Postmaster General Louis DeJoy reiterated that the Postal Service currently doesn’t have the funding available to increase the number of electric vehicles in its fleet.
“As we have reiterated throughout this process, our commitment to an electric fleet remains ambitious given the pressing vehicle and safety needs of our aging fleet as well as our fragile financial condition,” DeJoy, who was selected for the Postmaster General role during the Trump administration, said in a statement. “The process needs to keep moving forward.”
In a letter sent earlier this month, EPA associate administrator Vicki Arroyo said the USPS plan was “inconsistent” with clean-energy policies at state, federal and international levels, and called it a “crucial lost opportunity to more rapidly reduce the carbon footprint of one of the largest government fleets in the world.”
Brenda Mallory, chair of the White House Council of Environmental Quality, penned a separate letter urging USPS to improve its environmental review in accordance with the National Environmental Policy Act and adding that the agency could face repercussions from Congress or the courts if it failed to do so.
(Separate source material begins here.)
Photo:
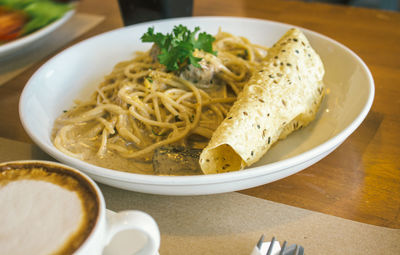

Despite their objections, the EPA and the White House can’t stop the USPS plan from happening; the USPS is an independent agency responsible for funding itself.
In a statement, Mark Guilfoil, vice president for supply management at USPS, said the agency “determined that EPA’s request for a supplemental [environmental impact statement] and public hearing would not add value to the Postal Service’s already year-long review,” adding that neither were legally required.
USPS said it will leave some flexibility to increase the number of EVs in the fleet “as financial resources become available.”
Adrian Martinez, a senior attorney at the environmental law group Earthjustice, said environmental groups would pursue litigation to get USPS to reverse course.
“DeJoy’s environmental review is rickety, founded on suspect calculations, and fails to meet the standards of the law,” Martinez said. “We’re not done fighting this reckless decision.”
CORRECTION: This story has been updated to correct DeJoy’s connection to Trump. He was selected by the USPS Board of Governors for the Postmaster General role during the Trump administration.